Nous passons le dimanche après-midi tous les cinq, dans un parc ensoleillé, autour d'un savoureux petit-déjeuner. Ma belle et moi flirtons comme des gamins. Durant les quelques jours qui suivent, elle boulverse son emploi du temps chargé pour passer chaque nuit auprès de moi. Les jours sont comptés ; l'urgence renforce l'intensité de notre liaison. Le lundi, j'apprends, via le consulat syrien puis l'ambassade francaise d'Ankara, que je n'obtiendrai pas de visa. Mais je suis trop prêt de la frontière, et trop têtu, pour ne pas retenter ma chance. Ce mercredi, sceptique mais déterminé, je repars vers le poste-frontière de Kilis. Cette fois, les formalités sont plus rapides, mais la conclusion identique. Je m'en retourne donc, encore, vers Antep, avec un sentiment mitigé : soit, il va me falloir corriger ma route, et je vais rater La Syrie, Palmyre et Damas ; le Liban et Beyrouth. Mais je vais aussi pouvoir prolonger, pour quelques jours encore, la belle idylle. Mes journées, que je passe seul, sont paisibles, mes soirées, en compagnie de mes amis, joyeuses, et mes nuits passionnées ; presque une vie normale.

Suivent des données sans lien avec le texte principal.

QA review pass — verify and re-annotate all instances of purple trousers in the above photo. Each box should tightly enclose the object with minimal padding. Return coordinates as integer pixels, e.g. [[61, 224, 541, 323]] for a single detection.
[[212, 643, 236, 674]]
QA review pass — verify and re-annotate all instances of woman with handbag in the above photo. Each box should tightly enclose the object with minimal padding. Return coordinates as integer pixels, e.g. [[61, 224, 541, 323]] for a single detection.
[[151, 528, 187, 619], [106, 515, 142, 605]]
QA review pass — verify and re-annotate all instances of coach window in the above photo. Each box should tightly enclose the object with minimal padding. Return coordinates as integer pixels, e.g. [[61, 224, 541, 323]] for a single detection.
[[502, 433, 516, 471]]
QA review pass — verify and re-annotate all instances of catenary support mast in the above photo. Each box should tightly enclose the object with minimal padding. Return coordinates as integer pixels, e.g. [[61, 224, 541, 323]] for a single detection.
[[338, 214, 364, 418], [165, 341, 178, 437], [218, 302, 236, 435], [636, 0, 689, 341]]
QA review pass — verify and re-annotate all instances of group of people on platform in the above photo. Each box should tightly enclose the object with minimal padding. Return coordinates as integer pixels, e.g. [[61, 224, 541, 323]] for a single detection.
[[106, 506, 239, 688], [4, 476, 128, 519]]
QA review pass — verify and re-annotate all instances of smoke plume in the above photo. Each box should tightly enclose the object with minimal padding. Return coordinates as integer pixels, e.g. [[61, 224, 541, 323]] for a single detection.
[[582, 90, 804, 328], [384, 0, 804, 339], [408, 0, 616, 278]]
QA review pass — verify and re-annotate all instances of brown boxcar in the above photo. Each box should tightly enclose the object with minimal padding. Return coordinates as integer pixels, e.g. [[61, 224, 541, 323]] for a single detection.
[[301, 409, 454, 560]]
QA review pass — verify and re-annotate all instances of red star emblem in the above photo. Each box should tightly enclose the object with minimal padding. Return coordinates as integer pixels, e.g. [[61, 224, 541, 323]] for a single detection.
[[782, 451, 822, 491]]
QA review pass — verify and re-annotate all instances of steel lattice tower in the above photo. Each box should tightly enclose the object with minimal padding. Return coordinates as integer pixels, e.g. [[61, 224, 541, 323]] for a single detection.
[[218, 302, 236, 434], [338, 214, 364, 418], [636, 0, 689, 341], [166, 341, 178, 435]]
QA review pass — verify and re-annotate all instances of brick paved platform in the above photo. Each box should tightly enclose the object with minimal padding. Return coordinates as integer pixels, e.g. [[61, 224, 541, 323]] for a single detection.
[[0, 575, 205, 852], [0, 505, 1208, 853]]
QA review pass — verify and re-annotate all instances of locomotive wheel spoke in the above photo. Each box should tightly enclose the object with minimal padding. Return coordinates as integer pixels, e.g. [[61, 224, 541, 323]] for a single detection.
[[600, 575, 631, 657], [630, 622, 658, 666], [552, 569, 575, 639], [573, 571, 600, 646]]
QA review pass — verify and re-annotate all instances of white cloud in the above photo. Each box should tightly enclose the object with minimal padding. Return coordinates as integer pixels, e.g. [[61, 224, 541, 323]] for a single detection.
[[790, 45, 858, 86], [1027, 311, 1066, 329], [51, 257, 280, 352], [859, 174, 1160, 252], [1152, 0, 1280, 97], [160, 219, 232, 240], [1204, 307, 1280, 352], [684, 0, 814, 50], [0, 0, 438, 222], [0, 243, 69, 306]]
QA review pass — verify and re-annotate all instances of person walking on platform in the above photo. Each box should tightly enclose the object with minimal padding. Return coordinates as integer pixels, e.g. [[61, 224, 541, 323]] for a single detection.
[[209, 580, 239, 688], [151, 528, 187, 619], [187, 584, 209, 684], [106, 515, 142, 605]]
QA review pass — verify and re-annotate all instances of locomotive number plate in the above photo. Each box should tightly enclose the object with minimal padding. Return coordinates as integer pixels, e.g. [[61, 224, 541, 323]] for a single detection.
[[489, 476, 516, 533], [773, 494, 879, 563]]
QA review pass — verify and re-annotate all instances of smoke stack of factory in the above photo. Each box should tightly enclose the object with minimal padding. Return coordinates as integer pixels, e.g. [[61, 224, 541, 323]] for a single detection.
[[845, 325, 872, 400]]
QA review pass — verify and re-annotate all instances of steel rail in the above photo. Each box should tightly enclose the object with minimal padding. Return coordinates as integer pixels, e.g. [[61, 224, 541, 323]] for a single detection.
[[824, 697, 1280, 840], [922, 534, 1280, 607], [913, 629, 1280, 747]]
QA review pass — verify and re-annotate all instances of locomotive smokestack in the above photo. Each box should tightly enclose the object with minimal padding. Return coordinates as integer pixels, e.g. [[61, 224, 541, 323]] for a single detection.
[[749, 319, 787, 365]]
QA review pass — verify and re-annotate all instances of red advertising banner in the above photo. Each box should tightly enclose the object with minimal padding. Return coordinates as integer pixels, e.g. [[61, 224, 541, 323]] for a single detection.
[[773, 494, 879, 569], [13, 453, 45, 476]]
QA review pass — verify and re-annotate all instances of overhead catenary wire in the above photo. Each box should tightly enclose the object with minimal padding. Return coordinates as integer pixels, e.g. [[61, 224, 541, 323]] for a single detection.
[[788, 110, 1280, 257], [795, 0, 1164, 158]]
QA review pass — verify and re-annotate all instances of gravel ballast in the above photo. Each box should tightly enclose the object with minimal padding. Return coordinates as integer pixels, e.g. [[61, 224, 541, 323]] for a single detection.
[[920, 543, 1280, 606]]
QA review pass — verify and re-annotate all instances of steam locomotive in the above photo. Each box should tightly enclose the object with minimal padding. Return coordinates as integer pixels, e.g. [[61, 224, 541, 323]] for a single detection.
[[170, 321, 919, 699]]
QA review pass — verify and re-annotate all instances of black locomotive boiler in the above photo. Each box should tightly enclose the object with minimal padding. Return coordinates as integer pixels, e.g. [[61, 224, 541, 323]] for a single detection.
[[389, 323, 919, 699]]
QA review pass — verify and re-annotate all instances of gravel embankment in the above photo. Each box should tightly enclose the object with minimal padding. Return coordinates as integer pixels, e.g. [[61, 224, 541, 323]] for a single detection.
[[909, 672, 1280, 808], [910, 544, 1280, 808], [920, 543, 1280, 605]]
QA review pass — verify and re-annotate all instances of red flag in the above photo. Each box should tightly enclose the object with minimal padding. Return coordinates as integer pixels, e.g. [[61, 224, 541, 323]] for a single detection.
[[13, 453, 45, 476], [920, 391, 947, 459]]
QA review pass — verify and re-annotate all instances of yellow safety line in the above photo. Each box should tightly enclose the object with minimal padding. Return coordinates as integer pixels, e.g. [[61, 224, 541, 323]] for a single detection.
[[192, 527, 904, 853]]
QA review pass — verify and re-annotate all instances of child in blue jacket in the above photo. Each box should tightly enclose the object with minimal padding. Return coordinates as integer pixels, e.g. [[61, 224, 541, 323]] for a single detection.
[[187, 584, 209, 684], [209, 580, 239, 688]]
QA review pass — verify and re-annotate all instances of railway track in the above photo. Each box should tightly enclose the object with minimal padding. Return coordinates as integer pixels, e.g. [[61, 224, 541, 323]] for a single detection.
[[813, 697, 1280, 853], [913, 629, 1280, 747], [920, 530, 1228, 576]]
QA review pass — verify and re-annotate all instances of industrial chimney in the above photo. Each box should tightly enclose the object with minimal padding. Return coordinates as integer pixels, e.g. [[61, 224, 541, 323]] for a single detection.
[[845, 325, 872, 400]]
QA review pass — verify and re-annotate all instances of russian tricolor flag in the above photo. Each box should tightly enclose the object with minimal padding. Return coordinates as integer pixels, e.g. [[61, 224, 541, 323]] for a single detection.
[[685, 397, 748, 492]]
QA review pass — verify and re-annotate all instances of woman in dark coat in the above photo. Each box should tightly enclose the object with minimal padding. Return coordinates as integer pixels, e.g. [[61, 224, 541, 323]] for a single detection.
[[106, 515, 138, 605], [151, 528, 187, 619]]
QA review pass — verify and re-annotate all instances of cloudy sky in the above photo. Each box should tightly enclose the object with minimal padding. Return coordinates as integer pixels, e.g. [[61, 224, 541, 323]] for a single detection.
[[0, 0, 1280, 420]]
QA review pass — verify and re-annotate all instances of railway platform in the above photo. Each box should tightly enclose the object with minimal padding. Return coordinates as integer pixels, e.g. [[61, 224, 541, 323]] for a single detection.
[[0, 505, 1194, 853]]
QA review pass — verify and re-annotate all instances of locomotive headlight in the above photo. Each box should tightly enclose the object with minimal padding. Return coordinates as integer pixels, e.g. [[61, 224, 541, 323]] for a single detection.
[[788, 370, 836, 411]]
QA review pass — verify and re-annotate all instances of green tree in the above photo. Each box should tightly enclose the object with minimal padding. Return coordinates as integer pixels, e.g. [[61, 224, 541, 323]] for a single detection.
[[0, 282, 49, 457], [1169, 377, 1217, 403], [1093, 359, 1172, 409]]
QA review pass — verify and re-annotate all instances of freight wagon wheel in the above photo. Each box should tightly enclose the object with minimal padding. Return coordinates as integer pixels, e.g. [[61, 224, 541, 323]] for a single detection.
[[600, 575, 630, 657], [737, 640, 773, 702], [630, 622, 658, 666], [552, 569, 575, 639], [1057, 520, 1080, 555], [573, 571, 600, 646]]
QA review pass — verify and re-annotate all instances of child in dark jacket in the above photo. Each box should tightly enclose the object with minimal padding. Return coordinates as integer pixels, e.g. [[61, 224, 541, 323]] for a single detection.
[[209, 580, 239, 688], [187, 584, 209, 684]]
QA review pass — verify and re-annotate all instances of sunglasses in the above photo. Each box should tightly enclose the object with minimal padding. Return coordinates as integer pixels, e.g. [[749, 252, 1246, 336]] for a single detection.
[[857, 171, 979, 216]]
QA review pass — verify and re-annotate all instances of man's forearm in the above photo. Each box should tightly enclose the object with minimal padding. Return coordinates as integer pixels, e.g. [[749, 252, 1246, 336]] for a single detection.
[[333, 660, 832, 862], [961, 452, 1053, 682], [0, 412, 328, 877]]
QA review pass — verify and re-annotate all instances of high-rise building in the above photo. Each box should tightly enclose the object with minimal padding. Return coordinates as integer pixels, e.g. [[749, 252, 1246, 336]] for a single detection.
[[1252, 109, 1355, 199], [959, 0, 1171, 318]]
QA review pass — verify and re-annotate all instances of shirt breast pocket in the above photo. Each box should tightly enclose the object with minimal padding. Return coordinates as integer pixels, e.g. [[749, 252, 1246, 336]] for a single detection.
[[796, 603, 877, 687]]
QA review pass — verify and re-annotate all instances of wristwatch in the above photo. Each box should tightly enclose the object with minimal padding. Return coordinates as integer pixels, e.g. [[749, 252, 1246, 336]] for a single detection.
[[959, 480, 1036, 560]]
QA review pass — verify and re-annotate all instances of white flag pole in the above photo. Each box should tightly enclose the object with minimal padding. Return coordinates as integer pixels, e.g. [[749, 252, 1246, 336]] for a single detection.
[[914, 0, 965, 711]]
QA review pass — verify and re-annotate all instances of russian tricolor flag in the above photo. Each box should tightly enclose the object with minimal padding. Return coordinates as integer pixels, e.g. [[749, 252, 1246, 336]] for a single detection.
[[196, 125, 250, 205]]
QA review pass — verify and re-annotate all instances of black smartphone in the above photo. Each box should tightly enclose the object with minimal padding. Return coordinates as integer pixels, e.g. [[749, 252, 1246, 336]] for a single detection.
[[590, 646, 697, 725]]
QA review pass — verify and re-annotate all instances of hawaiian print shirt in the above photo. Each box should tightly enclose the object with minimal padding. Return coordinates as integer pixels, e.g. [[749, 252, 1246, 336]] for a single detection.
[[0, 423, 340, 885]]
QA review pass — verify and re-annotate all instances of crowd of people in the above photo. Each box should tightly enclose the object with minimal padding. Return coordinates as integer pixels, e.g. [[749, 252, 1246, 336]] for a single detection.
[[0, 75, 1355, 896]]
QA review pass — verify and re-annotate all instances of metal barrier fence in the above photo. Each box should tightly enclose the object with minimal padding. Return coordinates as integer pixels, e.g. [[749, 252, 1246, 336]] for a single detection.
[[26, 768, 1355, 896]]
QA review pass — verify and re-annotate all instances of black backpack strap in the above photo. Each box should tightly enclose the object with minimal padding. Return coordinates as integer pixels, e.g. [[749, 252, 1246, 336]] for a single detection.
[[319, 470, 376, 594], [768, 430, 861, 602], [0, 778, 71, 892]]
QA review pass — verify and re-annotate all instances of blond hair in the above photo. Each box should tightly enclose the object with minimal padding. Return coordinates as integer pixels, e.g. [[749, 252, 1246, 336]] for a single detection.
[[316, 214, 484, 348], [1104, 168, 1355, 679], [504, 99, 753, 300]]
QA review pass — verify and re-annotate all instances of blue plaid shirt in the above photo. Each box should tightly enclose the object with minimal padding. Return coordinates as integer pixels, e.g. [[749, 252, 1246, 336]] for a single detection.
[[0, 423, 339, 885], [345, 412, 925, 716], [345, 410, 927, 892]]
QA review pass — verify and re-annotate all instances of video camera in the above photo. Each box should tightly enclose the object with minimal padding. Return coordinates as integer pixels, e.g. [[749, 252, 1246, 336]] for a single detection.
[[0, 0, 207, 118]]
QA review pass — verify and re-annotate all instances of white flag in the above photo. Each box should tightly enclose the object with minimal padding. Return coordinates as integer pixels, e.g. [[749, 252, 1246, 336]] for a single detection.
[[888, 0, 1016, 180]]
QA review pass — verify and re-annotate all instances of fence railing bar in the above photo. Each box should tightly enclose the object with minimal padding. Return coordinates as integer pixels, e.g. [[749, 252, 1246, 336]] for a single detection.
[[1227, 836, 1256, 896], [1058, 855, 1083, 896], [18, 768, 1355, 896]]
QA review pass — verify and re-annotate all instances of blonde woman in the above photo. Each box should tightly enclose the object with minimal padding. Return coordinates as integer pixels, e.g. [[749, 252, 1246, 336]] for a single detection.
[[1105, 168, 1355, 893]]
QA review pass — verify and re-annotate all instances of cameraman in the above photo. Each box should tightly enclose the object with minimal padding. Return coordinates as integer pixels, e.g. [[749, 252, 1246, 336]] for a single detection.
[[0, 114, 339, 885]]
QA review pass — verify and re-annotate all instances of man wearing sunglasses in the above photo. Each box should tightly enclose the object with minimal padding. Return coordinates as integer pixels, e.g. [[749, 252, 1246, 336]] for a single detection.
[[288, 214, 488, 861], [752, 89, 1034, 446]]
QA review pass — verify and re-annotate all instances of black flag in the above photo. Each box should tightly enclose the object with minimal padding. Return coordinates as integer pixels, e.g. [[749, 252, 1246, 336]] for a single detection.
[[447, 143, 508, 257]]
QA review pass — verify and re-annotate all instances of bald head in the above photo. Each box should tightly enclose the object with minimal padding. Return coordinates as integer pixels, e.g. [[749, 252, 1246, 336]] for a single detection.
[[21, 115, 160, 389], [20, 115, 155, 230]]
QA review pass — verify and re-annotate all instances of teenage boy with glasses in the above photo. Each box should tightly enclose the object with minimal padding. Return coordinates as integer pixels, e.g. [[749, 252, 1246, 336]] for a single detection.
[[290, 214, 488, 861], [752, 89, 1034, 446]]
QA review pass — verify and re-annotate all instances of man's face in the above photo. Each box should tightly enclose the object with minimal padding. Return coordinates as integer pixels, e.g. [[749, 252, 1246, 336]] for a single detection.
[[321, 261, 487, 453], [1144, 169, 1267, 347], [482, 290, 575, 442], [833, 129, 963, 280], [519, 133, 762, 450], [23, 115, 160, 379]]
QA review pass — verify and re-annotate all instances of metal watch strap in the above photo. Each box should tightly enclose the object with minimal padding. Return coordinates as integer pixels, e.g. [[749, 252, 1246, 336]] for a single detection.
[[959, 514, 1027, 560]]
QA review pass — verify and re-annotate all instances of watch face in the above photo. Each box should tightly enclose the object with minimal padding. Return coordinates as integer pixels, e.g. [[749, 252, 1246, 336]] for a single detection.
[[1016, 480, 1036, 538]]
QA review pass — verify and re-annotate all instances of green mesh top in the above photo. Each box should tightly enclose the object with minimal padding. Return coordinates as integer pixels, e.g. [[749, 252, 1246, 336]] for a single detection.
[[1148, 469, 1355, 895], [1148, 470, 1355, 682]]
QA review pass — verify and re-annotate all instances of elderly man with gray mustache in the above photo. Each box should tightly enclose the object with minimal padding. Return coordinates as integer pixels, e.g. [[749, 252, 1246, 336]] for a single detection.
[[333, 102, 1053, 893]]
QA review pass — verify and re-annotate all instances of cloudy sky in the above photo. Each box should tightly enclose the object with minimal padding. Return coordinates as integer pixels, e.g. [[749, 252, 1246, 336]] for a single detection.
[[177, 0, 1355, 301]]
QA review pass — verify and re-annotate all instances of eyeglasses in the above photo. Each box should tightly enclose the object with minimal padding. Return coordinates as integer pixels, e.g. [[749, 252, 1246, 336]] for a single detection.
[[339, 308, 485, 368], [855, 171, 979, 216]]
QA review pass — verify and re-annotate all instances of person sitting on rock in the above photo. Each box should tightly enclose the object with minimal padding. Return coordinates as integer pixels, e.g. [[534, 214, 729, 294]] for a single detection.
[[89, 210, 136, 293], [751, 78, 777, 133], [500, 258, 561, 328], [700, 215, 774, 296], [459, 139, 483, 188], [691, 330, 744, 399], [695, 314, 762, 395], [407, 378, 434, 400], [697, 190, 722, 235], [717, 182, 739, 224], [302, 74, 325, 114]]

Enfin, après un séjour de deux semaines à Antep, j'ai des fourmis dans les jambes. Ce samedi soir, je repars vers Ankara enfin de prendre un avion pour Amman, en Jordanie. Sur le pas de sa porte, je salue longuement Deniz. il veut me faire promettre de revenir le voir, mais je préfère le supplier de me rendre visite, un jour, en France, afin que je puisse relever le défi de lui retourner son incroyable hospitalité. Puis Dogu m'accompagne a la gare routière. Durant le trajet, elle me fait comprendre son désir de me voir rester ; maladroitement, je tente de lui expliquer qu'elle mérite un homme stable, qui pourra l'aimer pour longtemps. Enfin, sur le quai, les mots sont rares et nos regards se fuient ; la dernière étreinte est tremblante. Dans le bus, à travers les vitres fumées, je m'efforce de sourire à ma belle, dont je ne distingue que la charmante silhouette ; puis elle disparait dans l'obscurité. Ainsi s'achève mon doux rêve d'Orient.